What helps make a child ready to learn? Besides a good night’s sleep, it’s healthy food to fuel their brains and bodies. Making sure kids have time for a healthy breakfast that includes protein is key for preparing them for the first half of their school day.
Parents can’t be at school during lunchtime to make sure their kids are eating well, but packing a wholesome, appetizing lunch can go a long way to ensure kids don’t come home ravenous (and grumpy).

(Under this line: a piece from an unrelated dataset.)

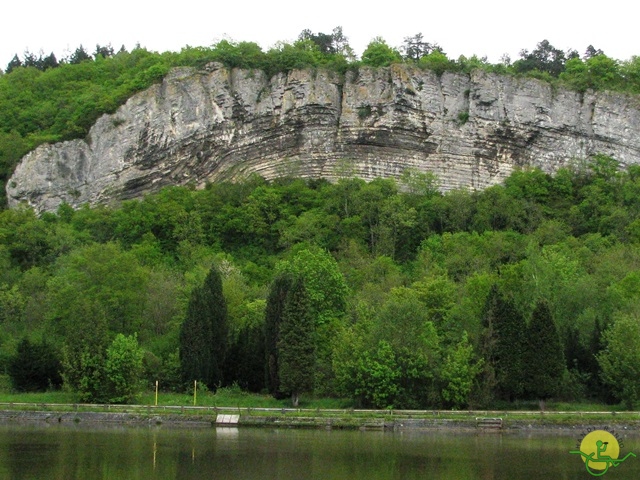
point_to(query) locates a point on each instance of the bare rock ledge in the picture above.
(196, 127)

As a pediatrician, I recommend parents follow these easy steps to make their kids’ lunches nutritious — as well as increasing the odds that kids will actually eat them.

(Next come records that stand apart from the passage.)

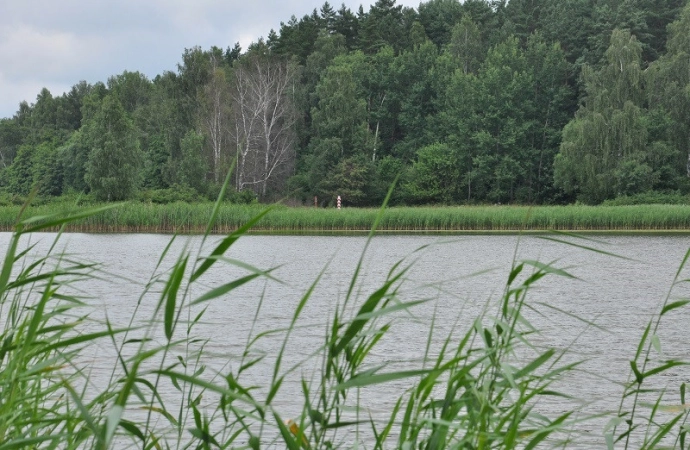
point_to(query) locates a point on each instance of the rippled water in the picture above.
(459, 275)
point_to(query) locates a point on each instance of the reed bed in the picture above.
(478, 390)
(191, 218)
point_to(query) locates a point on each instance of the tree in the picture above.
(264, 119)
(192, 167)
(386, 24)
(73, 157)
(214, 118)
(438, 18)
(340, 132)
(668, 95)
(114, 161)
(608, 137)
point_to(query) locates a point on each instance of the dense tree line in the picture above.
(520, 101)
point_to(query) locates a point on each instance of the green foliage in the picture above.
(480, 386)
(495, 81)
(114, 161)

Kids’ lunches should be full of whole foods. Steer clear of processed foods that tend to have nutrients stripped out and extra sugar added. Instead, includes these:
- Whole wheat bread or tortillas
- Lean proteins like turkey and chicken
- Low-fat dairy such as yogurt and cheese sticks
- Fresh fruits and vegetables
- Dips that contain healthy fats like hummus, guacamole and nut butters. If your child’s school prohibits peanut butter, see if substitutes like almond butter or sunflower butter are okay.
Skip sweetened beverages — a 12-ounce can of soda can contain up to 10 teaspoons of sugar, and fruit juices may have that much or more! Instead, pack low-fat milk or water, or have children get milk at school.
Mix it up
Keep lunches interesting by including a variety of foods. Sandwiches or wraps are a great standby, but try these ideas, too:
- Healthy leftovers make a great lunch. Heat pasta, chicken or casserole and put in a sturdy thermos.
- Pita pizzas are easy and fun. Top a whole grain pita with mozzarella cheese and roasted vegetables and bake ahead of time.
- Try pasta salad made with fresh veggies, cubes of mozzarella cheese and thinly sliced ham or salami.
- Hard boiled eggs or a whole grain bagel with cream cheese are solid standbys.
- Sweet treats, like a cookie or piece of chocolate, are okay once in a while. Just be sure they’re treats, not a daily habit.
Plan ahead with kids by giving them choices like “Would you like a plum or strawberries tomorrow?” Additional ways to involve your kids:
- Go grocery shopping or to the farmer’s market together to pick out healthy produce and other foods.
- Help your child make a list of favorite healthy lunch items to post on the refrigerator.
- Prepare food together. Older kids can play a bigger role by making their own lunches with guidance.
Try this easy, make-ahead recipe to get kids involved:
Baked mini quiches
- 6 eggs
- 3 tablespoons low-fat milk
- 1 cup cheese: cheddar, swiss or Monterey jack
- ½ cup chopped herbs or vegetables of choice
- ¼ teaspoon salt
- Ground black pepper to taste
1. Preheat oven to 350 degrees.
2. Coat muffin tin with cooking spray.
3. Whisk together eggs and milk. Add cheese, salt and pepper and vegetables. Stir to combine.
4. Pour egg mixture evenly into six compartments of muffin tin. Bake 15 minutes or until cooked through. Allow to cool.
5. Quiches can be stored in an airtight container in the refrigerator, or frozen for later use.
If you have questions about your child’s eating habits or nutrition, be sure to talk to your pediatrician.